In addition, an insulating block disposed between a first sub-battery module and a second sub-battery module disposed adjacent to each other among the plurality of sub-battery modules may be coupled to the first and second sub-battery modules, respectively, to support the first and second sub-battery modules, thereby preventing damage to the sub-battery modules due to physical shock or vibration while ensuring electrical safety of the sub-battery modules.

In addition, a communication groove for passing the cooling liquid is provided in an edge portion of the insulating block that is in close contact with the inner surface of the module case, thereby facilitating the flow of the cooling liquid, which may result in further improving the cooling performance of the battery module.

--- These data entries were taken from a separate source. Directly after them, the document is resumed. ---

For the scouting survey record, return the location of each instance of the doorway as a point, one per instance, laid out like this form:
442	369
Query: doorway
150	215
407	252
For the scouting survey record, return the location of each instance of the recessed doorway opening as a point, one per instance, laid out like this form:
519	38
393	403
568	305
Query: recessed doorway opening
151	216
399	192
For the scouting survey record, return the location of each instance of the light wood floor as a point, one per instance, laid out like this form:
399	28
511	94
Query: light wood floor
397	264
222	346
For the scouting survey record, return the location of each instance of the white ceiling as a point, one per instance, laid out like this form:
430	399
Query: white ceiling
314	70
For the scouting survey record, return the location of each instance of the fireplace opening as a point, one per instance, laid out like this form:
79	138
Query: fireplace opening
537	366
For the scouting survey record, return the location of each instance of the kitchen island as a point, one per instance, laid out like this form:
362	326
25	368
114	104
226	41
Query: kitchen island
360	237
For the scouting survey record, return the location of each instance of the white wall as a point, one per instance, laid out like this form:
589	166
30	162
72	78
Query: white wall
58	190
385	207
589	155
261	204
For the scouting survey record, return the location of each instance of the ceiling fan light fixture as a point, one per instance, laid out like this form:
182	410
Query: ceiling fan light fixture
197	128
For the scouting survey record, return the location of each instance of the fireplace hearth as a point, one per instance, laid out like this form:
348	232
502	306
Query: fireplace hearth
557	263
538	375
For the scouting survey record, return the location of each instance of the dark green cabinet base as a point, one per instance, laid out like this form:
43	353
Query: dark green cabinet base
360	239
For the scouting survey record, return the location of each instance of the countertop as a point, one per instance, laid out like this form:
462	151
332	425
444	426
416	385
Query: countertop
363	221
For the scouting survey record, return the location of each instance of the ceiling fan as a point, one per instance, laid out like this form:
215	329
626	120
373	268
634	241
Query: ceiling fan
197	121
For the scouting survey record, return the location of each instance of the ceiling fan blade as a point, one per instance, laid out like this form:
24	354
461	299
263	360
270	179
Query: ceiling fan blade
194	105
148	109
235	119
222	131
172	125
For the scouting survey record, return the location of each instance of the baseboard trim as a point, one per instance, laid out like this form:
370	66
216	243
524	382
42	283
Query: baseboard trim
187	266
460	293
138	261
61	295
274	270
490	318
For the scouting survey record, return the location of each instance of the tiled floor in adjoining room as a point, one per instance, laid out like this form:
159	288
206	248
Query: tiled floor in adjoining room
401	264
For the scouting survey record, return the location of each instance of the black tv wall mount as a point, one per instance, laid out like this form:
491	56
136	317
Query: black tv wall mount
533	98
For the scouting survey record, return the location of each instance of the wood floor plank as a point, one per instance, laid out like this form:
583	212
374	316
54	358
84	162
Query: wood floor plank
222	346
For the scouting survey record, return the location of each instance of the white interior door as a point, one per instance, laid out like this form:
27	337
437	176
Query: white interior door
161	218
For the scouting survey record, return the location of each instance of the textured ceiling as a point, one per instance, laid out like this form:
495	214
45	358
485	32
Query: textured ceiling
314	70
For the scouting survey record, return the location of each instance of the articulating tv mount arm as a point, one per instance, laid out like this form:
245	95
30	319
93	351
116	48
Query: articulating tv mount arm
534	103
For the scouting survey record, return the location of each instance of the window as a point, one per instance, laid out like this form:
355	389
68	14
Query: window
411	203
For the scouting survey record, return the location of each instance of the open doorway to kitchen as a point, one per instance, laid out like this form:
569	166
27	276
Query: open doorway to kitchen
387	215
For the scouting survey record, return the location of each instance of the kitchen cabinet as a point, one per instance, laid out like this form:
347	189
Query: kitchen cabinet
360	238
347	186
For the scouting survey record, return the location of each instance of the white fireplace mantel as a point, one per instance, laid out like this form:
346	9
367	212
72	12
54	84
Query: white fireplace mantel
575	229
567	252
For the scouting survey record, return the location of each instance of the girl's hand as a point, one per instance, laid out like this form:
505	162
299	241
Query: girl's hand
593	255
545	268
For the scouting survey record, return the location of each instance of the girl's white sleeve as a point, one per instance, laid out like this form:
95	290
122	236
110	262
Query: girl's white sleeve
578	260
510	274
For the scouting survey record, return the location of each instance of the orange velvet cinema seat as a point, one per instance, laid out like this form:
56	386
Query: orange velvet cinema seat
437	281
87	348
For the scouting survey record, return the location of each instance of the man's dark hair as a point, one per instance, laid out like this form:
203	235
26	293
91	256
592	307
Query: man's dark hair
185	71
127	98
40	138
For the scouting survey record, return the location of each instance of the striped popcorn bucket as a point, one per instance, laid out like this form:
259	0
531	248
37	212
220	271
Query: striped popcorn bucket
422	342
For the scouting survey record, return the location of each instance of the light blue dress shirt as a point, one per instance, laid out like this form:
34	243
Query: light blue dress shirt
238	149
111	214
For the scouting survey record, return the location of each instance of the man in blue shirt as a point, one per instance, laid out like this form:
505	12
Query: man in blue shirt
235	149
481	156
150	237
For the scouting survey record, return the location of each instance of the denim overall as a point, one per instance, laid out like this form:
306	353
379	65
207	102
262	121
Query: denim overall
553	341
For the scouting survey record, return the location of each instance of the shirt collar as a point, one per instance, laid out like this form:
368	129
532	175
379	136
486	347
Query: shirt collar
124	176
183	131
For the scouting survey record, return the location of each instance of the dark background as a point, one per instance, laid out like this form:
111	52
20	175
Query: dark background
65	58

In addition, one circuit board of the plurality of circuit boards corresponding to the plurality of sub-battery modules may transmit the electrical signal sensed by itself and the electrical signal sensed by the remaining circuit boards to the outside through one waterproof connector, thereby facilitating the electrical connection between the battery module and external electrical devices, simplifying the wiring structure of the battery pack including multiple battery modules, and monitoring the status of the battery module for each sub-battery module.

In addition, the waterproof connector is coupled to a sealing cover provided with an inlet or outlet and disposed in a space secured to connect the inlet or outlet to the pipe, so that there is no need to secure a separate space to enable the electrical connection work of the waterproof connector within the battery pack, and the electrical connection work of the waterproof connector may be facilitated.

Furthermore, it is a matter of course that embodiments according to the present disclosure may solve various other technical problems in addition to those mentioned in this specification in related technical fields as well as in the relevant technical field.

The present disclosure has been described hereinabove with reference to specific embodiments. However, it will be clearly understood to those skilled in the art that various modified embodiments may be implemented within the technical scope of the present disclosure. Therefore, the embodiments disclosed above should be considered from an illustrative perspective rather than a limiting perspective. That is, the scope of the true technical idea of the present disclosure is shown in the claims, and all differences within the scope of equivalents should be construed as being included in the present disclosure.